Yeniden Refah Partisi’nin münferit siyaseti

YRP, yerel seçimler stratejisinde Erdoğan sonrası dönemde elde etmek istediği iktidar hedefi için muhalefetini kurgularken, mevcut muhalefetten farklı olarak herhangi bir ittifak modelinden bağımsız ve muhalefetin giremediği sahalarda kendisine ayrı bir alan açmaya çalışmaktadır. YRP bu münferit siyaset anlayışını “ahlak” ilkesi üzerine inşa ettiğini iddia ederken düzen eleştirisini; geleneksel Millî Görüş Hareketi çerçevesinde geliştirmektedir.

Uzun zamandır çeşitli aktörlerin mücadele alanına dönüşen Türkiye'nin siyasi sahnesi, son yıllarda özellikle toplumsal ve ekonomik dengelerde yaşanan değişimlerle birlikte, yeni siyasi oluşumların doğuşuna zemin hazırlamıştır. Bu oluşumların arasında dikkat çeken ve son zamanlarda önemli bir ivme kazanan partilerden birisi de Yeniden Refah Partisi (YRP) olmuştur. YRP, Türkiye'nin siyasi tarihinde kökleri oldukça derinlere uzanan bir geleneğin mirasçısı vasfına sahipken parti, Millî Görüş Hareketi’nin izinden giden ve İslami değerleri, siyasetin merkezine alan bir çizgide konumlanmaktadır.

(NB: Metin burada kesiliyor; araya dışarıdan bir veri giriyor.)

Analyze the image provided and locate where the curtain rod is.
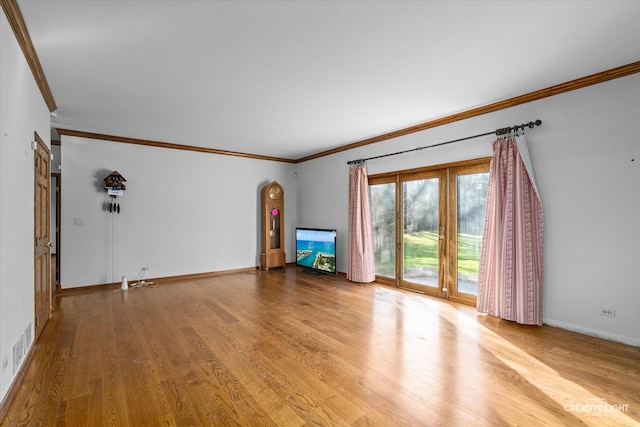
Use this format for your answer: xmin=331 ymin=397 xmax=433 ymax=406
xmin=346 ymin=119 xmax=542 ymax=165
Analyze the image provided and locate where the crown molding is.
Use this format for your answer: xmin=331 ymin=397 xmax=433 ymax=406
xmin=1 ymin=0 xmax=57 ymax=112
xmin=56 ymin=129 xmax=297 ymax=164
xmin=57 ymin=61 xmax=639 ymax=164
xmin=296 ymin=61 xmax=640 ymax=163
xmin=2 ymin=0 xmax=637 ymax=160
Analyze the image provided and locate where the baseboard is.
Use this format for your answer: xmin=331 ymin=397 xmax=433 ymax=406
xmin=57 ymin=266 xmax=261 ymax=295
xmin=543 ymin=318 xmax=640 ymax=347
xmin=0 ymin=343 xmax=35 ymax=424
xmin=57 ymin=264 xmax=349 ymax=296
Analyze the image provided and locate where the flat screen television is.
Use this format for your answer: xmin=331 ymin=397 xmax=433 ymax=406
xmin=295 ymin=227 xmax=337 ymax=275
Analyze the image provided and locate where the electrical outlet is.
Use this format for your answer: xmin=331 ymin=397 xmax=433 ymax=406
xmin=600 ymin=307 xmax=616 ymax=317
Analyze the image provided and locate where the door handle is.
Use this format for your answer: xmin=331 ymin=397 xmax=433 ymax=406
xmin=47 ymin=242 xmax=53 ymax=247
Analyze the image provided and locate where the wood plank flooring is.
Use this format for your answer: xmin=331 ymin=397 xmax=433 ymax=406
xmin=1 ymin=268 xmax=639 ymax=426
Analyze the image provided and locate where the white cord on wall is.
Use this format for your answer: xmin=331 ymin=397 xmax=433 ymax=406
xmin=107 ymin=204 xmax=118 ymax=283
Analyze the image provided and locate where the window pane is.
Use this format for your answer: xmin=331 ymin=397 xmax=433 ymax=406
xmin=456 ymin=172 xmax=489 ymax=295
xmin=370 ymin=183 xmax=396 ymax=278
xmin=403 ymin=178 xmax=439 ymax=287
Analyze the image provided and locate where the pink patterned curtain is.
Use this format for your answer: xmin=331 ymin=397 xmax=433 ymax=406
xmin=347 ymin=163 xmax=375 ymax=283
xmin=477 ymin=134 xmax=543 ymax=325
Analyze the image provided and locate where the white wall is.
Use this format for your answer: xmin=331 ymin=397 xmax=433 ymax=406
xmin=60 ymin=136 xmax=298 ymax=287
xmin=0 ymin=12 xmax=51 ymax=403
xmin=299 ymin=74 xmax=640 ymax=346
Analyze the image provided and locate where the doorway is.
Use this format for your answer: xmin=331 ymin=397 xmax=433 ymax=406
xmin=51 ymin=173 xmax=60 ymax=289
xmin=369 ymin=158 xmax=490 ymax=305
xmin=51 ymin=142 xmax=61 ymax=295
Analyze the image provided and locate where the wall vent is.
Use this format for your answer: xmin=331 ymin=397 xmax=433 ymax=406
xmin=13 ymin=335 xmax=24 ymax=374
xmin=24 ymin=323 xmax=32 ymax=352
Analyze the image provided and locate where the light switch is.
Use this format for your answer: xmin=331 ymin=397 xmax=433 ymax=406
xmin=73 ymin=217 xmax=85 ymax=226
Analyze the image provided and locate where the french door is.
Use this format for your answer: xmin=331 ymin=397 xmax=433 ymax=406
xmin=369 ymin=158 xmax=490 ymax=305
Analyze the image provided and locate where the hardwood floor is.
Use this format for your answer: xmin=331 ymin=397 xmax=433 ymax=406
xmin=1 ymin=268 xmax=638 ymax=426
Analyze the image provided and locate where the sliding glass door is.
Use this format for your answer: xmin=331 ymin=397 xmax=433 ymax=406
xmin=400 ymin=171 xmax=446 ymax=295
xmin=369 ymin=159 xmax=490 ymax=304
xmin=370 ymin=181 xmax=396 ymax=279
xmin=448 ymin=163 xmax=489 ymax=304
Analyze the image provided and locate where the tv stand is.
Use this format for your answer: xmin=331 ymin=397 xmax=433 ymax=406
xmin=301 ymin=268 xmax=324 ymax=276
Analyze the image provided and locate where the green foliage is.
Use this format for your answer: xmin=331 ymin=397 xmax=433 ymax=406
xmin=403 ymin=231 xmax=439 ymax=269
xmin=374 ymin=231 xmax=482 ymax=276
xmin=456 ymin=233 xmax=482 ymax=275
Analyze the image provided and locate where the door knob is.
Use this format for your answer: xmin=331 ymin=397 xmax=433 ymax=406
xmin=47 ymin=242 xmax=53 ymax=247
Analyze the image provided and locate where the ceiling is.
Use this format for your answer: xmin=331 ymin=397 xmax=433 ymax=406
xmin=16 ymin=1 xmax=640 ymax=160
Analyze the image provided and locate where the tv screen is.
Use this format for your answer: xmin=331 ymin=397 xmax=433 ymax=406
xmin=295 ymin=228 xmax=337 ymax=275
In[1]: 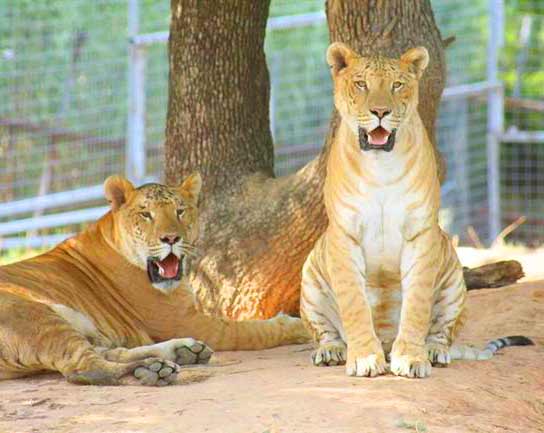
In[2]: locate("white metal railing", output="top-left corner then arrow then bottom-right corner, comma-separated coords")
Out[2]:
441,80 -> 502,99
0,233 -> 76,250
0,185 -> 104,218
486,0 -> 505,242
126,0 -> 147,183
500,128 -> 544,143
0,206 -> 108,237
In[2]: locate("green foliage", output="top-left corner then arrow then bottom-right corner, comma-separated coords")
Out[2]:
517,0 -> 544,15
433,0 -> 489,85
0,246 -> 47,265
396,418 -> 428,433
502,3 -> 544,116
269,0 -> 322,18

YRP’nin kurulmasının ardından Türkiye siyasi gündemine oturması Adalet ve Kalkınma Partisi (AKP) ile yürütülen 2023 seçimlerindeki ittifak görüşmeleri esnasında yaşanmıştır. AKP ile YRP arasında Mayıs 2023 genel seçimleri öncesinde başlayan müzakereler, uzun süren görüşmeler neticesinde YRP’nin Cumhur İttifakı’nı desteklemesiyle sonuçlanırken genel seçimlerdeki iş birliğinin Mart 2024 yerel seçimlere yansıyıp yansımayacağı tartışmaları yeni bir gündem yaratmıştır.

YRP’nin büyükşehirlerde kendi adaylarıyla seçime katılacağını ilan ederek Cumhur İttifakı’ndan kopma süreci Türkiye’de yeni bir günden yaratırken YRP kurmayları, parti tabanının Cumhur İttifakı’na dahil olmak istemediğini belirtip bu zemin ayrılığının nedenlerini ilkesel ve ahlaksal bir çerçeveyle sunmuştur.

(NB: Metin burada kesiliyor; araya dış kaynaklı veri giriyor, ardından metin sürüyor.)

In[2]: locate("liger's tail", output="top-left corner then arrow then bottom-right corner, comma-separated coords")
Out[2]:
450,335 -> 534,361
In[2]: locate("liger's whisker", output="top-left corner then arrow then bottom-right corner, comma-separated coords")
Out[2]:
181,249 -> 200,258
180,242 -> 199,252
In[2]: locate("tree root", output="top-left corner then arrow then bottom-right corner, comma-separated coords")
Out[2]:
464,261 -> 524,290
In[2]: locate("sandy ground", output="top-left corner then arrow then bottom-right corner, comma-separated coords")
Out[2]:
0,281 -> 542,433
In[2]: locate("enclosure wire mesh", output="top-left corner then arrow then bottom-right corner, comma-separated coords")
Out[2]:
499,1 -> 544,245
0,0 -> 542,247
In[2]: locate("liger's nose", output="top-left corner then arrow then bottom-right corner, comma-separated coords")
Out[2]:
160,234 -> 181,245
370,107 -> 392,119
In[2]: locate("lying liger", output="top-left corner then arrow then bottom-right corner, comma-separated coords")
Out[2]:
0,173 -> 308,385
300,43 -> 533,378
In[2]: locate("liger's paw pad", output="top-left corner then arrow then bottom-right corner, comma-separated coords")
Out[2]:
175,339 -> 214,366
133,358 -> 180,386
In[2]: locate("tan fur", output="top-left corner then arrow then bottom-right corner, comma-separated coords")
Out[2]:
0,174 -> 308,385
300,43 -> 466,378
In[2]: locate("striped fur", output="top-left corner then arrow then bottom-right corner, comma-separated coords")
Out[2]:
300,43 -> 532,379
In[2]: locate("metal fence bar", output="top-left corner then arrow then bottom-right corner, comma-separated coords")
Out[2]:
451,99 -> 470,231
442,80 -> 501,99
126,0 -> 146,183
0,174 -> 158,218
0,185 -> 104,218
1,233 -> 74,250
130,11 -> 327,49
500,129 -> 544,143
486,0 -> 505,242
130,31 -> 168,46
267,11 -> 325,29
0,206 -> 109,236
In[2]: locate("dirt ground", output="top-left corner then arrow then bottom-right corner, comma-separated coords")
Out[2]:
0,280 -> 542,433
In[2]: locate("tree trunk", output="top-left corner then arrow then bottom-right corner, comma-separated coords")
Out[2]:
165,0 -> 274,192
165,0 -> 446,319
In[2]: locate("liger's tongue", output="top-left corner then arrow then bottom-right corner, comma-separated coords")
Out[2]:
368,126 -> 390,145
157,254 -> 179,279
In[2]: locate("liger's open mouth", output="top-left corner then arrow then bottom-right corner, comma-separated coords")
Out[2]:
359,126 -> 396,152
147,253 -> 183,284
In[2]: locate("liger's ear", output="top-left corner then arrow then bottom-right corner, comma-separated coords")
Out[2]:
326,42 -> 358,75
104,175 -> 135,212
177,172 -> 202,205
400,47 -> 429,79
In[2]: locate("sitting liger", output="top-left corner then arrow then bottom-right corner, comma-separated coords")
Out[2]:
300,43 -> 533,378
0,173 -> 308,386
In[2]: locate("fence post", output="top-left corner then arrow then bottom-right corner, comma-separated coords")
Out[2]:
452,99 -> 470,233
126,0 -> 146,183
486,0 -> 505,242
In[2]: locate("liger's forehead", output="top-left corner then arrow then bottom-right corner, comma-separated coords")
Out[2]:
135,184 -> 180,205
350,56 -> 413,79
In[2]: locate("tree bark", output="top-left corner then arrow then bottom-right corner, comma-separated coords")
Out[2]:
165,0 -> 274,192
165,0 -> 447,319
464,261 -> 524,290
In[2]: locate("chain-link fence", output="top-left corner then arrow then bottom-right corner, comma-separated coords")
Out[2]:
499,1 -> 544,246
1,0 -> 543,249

Ahlak ve maneviyat ilkesinin her alanda zuhur ettiği bir siyasi düzen iddiasıyla siyasal İslam ideolojisinin en önemli temsilcisini oluşturan ve 1970’li yıllarda Necmettin Erbakan tarafından geliştirilen Millî Görüş Hareketi, 12 Eylül askeri darbesinin ardından Refah Partisi (RP) çatısı altında örgütlenirken askeri darbe ile sol’un önünün kesilmesi üzerine sokak siyasetinde doğan boşlukları çeşitli tarikat ve cemaat nüfuzlarıyla doldurmaya yönelmiştir.

1994 yerel seçimlerinde ciddi bir başarı yakalayan RP, muhafazakâr bir söylemle Türkiye’nin en güçlü siyasi partilerinden biri haline gelirken Millî Görüş prensibini siyasal sistemle bütünleştirmeye çalışmıştır. Çeşitli cemaat ve tarikatlardan destek gören RP, konsolide ettiği muhafazakâr seçmen ve dar gelirli tabanla merkez ile paralel şekilde gelişen çevre sermayesiyle birlikte bir iktidar inşa etmiştir. 28 Şubat sonrası ivme kaybeden Millî Görüş Hareketi, “yenilikçi” ve “gelenekçi” çatışmasının ardından Saadet Partisi (SP) çatısı altında devam etmeye çalışsa da yenilikçilerin Millî Görüş Hareketi’nden kopuşu sonrasında AKP’yi kurmalarıyla eski gücünden uzaklaşmıştır.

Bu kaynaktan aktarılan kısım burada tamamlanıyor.